A strongish durable goods orders release, and a perception that easier fiscal policy is coming all over the world are cited as the catalysts for yesterday’s lurch higher in Treasury yields, but the underlying cause is that after 10year yields halved between the end of 2013 and mid-2016, there were a lot of longs which are still being flushed out. Positioning isn’t going to stand in the way of bond prices falling which in turn is the fuel for the dollar’s advance. DXY is testing 102, a level last seen in March 2003, and we expect a further 6% rise over the next few months. In broader trade-weighted term, the dollar is now within 2% of the 2002 peak which seems sure to break in the coming days, taking the dollar back to levels not seen since 1986.

Do please, however, spare a thought for the Indian rupee, which India’s massive cash scrapping operation can’t be helping; the Japanese yen, which, as Kit also says, “has fallen by over 7% against the dollar since the election, more than any other Asian currency, beating only the Turkish Lira and Mexican Peso more widely”; and other Asian currencies under the cosh.

Finally, here’s a longer term framework for USD strength, also from HSBC, for those who want some semblance of control while stuck in The Forex:

The building blocks of President-elect Donald Trump’s policies point to USD strength in the near-term. We believe politics is the dominant driver to FX, but uncertainty over what these policies may look like has made it problematic for the FX market to price the election outcome with conviction. However,
the process of crafting an FX view driven by US politics hinges on four key areas:

1. Fiscal policy (USD positive): We believe an easing of fiscal policy would be USD positive as the boost to interest rates would dominate the adverse currency implications of higher inflation and a wider current account deficit.

2. Overseas income repatriation policy (USD positive): A 10% repatriation tax as part of a comprehensive tax reform package should encourage some modest degree of inflows and be USD positive.
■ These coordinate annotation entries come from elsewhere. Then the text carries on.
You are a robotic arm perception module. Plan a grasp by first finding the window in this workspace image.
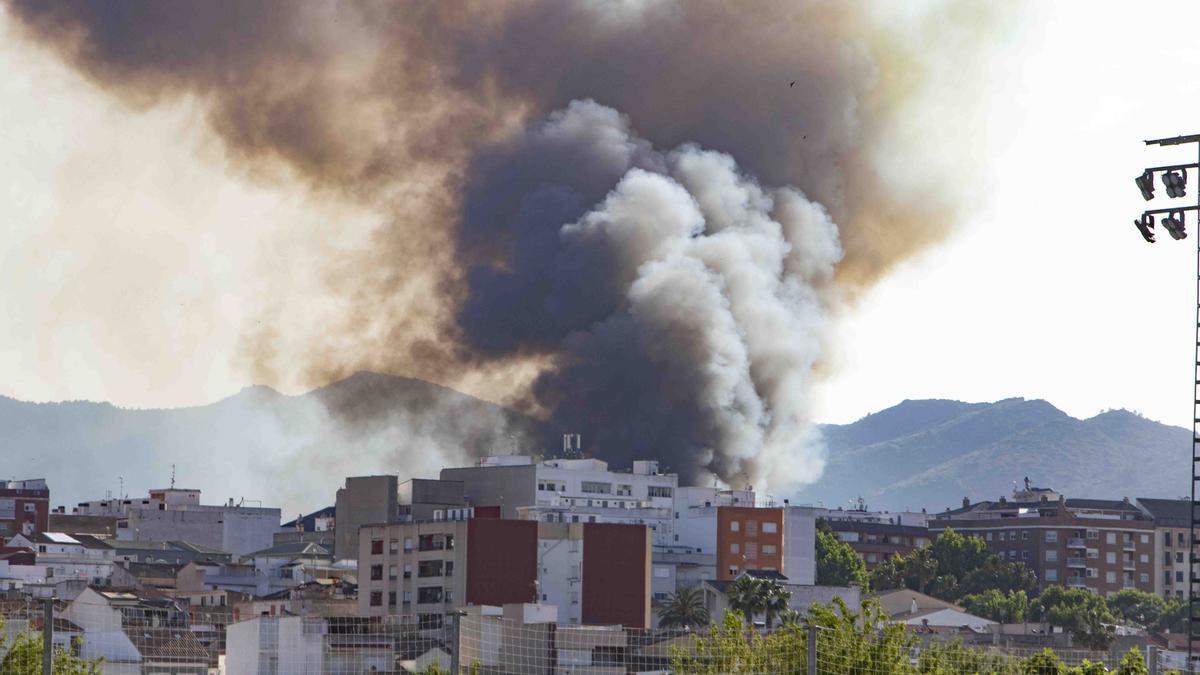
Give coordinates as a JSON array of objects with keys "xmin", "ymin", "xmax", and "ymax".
[
  {"xmin": 580, "ymin": 480, "xmax": 612, "ymax": 495},
  {"xmin": 416, "ymin": 586, "xmax": 442, "ymax": 604}
]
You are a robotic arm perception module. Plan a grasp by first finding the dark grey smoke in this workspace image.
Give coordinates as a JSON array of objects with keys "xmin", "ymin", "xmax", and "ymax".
[{"xmin": 6, "ymin": 0, "xmax": 1008, "ymax": 480}]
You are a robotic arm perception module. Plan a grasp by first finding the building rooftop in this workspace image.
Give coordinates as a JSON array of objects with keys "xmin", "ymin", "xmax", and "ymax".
[{"xmin": 1138, "ymin": 497, "xmax": 1192, "ymax": 527}]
3. Trade policy (ambiguous USD vs G10, stronger USD vs EM): Instigating a trade war would likely be damaging for US growth and foster a more dovish Fed. But the USD would likely strengthen against EM, especially those targeted by higher tariffs.
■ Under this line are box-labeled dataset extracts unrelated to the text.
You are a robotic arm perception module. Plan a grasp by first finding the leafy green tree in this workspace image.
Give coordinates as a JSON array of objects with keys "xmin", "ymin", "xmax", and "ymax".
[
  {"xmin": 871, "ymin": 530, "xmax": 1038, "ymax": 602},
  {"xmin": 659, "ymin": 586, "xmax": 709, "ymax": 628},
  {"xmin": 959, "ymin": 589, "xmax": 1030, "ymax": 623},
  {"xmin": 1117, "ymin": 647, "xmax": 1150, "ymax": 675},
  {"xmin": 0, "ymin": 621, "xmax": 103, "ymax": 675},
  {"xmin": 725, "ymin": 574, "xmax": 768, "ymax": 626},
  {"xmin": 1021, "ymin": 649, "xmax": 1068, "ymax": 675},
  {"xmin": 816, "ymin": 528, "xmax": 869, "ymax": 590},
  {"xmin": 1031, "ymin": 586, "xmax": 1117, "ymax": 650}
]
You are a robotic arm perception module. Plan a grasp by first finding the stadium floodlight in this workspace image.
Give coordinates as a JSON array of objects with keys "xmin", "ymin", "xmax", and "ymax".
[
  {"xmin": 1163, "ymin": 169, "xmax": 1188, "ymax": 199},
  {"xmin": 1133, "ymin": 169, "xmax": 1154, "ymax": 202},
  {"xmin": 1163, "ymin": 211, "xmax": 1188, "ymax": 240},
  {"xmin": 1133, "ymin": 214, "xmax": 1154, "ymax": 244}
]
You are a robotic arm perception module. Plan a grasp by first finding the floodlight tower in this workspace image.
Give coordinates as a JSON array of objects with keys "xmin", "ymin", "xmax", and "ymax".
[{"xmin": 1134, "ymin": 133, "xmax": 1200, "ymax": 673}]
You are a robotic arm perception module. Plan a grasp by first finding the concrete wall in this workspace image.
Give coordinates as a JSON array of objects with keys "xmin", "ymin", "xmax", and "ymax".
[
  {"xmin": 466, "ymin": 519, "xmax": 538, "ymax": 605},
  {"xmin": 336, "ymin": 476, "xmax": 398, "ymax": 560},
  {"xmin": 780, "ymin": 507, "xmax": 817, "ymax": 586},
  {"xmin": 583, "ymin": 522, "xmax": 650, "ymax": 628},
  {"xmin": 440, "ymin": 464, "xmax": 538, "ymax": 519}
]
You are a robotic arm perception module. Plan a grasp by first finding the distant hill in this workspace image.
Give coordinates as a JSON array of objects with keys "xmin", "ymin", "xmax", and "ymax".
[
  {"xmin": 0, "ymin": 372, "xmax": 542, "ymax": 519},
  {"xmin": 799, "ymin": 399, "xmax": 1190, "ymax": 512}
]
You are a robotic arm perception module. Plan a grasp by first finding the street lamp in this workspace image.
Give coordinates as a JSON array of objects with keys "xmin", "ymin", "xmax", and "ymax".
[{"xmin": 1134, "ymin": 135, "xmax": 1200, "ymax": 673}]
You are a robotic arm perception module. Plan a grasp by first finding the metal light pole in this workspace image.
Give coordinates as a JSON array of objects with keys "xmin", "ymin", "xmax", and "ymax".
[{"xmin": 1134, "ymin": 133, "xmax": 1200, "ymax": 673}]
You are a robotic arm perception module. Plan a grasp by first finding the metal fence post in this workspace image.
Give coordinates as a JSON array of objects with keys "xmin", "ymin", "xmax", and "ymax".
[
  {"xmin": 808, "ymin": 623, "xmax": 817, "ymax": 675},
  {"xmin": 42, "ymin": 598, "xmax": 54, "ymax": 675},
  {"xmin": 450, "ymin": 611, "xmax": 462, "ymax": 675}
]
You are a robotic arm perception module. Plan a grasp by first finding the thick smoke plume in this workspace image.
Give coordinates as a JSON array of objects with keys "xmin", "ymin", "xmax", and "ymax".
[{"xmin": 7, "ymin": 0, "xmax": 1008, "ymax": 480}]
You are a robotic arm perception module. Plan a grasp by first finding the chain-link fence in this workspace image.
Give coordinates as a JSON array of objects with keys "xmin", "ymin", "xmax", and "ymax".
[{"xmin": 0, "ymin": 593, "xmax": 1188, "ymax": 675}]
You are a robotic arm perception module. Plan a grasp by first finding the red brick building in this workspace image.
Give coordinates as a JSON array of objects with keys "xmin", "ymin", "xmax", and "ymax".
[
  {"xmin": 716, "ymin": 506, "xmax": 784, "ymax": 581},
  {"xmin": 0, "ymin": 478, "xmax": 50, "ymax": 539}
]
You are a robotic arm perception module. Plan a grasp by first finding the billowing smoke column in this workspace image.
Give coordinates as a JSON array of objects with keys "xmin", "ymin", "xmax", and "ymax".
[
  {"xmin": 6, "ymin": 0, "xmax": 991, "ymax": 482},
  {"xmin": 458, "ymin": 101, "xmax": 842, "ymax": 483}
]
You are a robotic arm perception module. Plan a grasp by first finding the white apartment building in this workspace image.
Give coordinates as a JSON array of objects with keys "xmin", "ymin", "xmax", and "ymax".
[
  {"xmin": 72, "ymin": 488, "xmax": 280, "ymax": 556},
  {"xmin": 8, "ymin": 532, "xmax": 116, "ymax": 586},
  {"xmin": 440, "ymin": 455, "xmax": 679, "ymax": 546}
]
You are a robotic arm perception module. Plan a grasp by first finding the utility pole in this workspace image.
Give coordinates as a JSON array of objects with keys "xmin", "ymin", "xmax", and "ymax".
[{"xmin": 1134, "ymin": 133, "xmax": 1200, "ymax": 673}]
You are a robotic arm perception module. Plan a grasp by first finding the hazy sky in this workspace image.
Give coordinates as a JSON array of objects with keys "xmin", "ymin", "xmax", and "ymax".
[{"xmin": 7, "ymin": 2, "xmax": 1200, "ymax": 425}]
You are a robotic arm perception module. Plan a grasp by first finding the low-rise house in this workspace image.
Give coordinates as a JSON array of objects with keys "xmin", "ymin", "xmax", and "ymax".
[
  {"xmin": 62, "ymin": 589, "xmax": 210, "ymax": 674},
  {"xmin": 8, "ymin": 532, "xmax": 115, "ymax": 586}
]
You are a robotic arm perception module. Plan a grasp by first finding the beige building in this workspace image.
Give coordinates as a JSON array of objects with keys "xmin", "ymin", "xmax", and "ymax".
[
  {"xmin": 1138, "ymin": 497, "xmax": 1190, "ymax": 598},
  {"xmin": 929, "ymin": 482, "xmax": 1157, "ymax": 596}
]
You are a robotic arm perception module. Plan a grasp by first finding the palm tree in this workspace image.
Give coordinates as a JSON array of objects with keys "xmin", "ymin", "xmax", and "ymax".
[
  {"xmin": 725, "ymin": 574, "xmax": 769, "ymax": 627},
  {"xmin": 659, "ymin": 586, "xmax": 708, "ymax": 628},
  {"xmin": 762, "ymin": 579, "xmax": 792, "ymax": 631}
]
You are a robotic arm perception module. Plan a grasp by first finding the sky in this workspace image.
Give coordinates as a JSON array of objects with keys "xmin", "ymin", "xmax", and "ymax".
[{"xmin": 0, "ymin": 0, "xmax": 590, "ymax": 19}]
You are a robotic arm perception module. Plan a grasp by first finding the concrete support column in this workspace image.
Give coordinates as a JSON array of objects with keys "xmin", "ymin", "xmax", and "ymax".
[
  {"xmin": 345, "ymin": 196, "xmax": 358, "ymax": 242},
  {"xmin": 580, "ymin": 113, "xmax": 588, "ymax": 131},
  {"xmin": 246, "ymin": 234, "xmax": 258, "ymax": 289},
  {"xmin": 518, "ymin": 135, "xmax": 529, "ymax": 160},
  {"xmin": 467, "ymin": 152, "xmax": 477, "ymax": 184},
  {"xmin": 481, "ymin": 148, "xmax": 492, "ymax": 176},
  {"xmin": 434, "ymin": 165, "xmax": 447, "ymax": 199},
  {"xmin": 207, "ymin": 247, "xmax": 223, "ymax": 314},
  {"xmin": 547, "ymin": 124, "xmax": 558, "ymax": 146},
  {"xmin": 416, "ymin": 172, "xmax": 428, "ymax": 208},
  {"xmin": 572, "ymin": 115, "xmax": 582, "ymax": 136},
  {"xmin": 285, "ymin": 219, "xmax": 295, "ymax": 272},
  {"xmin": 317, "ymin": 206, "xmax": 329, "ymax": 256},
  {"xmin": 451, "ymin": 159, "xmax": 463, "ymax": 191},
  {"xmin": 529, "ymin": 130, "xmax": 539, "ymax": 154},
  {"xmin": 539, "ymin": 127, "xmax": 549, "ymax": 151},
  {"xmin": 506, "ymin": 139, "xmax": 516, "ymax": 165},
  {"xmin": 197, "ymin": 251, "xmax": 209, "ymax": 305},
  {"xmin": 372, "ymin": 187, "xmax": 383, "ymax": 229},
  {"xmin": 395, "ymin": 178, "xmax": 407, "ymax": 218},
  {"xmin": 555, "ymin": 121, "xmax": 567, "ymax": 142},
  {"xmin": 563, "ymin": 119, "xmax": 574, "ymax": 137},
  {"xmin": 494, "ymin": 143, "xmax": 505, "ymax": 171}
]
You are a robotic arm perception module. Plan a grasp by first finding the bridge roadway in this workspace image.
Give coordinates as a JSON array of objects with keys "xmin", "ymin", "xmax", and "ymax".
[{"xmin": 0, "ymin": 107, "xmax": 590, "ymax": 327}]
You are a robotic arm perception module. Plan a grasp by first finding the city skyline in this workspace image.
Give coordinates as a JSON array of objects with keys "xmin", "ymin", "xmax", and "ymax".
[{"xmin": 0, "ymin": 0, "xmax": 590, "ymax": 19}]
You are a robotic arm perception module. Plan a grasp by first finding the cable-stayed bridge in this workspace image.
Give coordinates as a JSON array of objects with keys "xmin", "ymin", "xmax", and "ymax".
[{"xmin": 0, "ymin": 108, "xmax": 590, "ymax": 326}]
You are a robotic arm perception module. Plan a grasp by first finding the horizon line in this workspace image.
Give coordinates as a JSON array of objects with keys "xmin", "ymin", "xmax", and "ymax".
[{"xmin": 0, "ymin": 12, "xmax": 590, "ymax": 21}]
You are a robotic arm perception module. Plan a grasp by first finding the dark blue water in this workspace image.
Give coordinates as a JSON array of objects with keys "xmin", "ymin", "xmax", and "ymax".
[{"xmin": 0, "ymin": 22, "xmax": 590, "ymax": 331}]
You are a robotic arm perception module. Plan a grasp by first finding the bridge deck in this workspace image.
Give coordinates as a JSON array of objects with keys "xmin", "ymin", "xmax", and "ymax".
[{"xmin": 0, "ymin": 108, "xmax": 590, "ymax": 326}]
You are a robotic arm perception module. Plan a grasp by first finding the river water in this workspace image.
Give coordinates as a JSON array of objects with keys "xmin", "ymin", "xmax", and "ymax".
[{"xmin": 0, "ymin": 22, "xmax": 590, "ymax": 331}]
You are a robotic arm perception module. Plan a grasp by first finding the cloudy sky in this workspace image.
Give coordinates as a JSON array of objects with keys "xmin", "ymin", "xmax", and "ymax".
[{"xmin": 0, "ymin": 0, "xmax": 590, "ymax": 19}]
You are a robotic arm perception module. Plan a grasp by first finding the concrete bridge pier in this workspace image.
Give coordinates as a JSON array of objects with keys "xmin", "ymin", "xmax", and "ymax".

4. Immigration policy (USD negative vs G10): Policy steps that could reduce the supply of labour to the US economy would be growth negative

The currency market has so far concentrated its energy only on fiscal policy. The market will also need to take account of developments in other aspects of policy but we believe they point to USD strength over all.
In time, fiscal expansion may become a USD negative if the market belatedly worries about rising debt levels. This could then join any USD drag from the structural headwinds of a trade war or aggressive immigration policy. But such dynamics are likely to take time to unfold, if at all, and so our forecasts dwell instead on near-term strength for the USD.